Certifications: Request current certificates for ISO 9001, FDA compliance, and any industry-specific standards. Verify certificates directly with issuing bodies—counterfeit certificates are not uncommon.
Sample Process: Reputable manufacturers provide samples within 7-15 days. Evaluate sample quality, dimensional accuracy, material consistency, and surface finish before committing to production orders.
Minimum Order Quantities: MOQ for conductive silicone typically ranges from 500 to 5,000 pieces for standard products, and 3,000 to 10,000 for custom designs requiring new tooling. Some manufacturers offer low-MOQ pilot runs at premium pricing.
Frequently Asked Questions
What is conductive silicone?
Conductive silicone is silicone rubber loaded with conductive fillers (carbon, silver, nickel, copper) to achieve volume resistivity from 0.001 to 100 ohm-cm.

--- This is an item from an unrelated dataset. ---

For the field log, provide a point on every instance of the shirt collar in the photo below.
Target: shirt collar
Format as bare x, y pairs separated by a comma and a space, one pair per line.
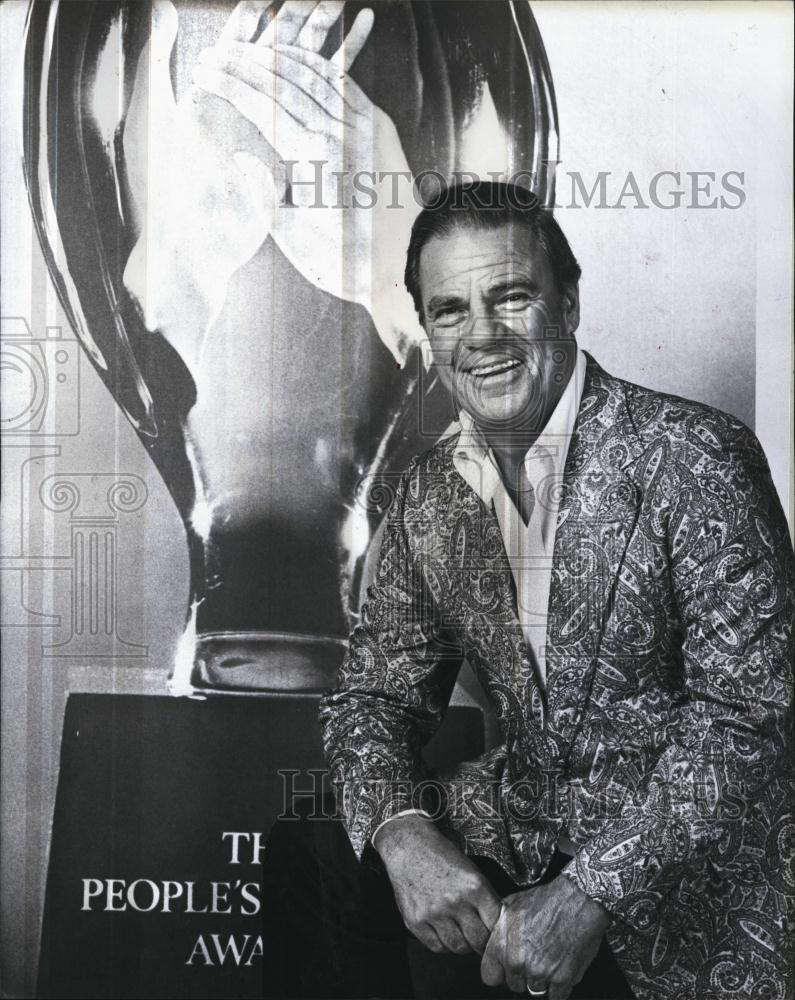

It combines the flexibility and environmental resistance of silicone with electrical conductivity for EMI shielding and grounding applications.
What shielding effectiveness does conductive silicone provide?
Conductive silicone gaskets typically provide 20-120 dB shielding effectiveness depending on filler type and concentration. Silver-filled silicone achieves the highest shielding (80-120 dB), carbon-filled provides moderate shielding (20-60 dB), and nickel-graphite offers a balance (60-100 dB).
What is the cost difference between conductive silicone types?
Carbon-filled conductive silicone is the most economical ($15-30/kg). Nickel-graphite filler costs $40-80/kg. Silver-filled conductive silicone is the most expensive ($200-500/kg) due to precious metal content. Selection depends on required shielding level and budget.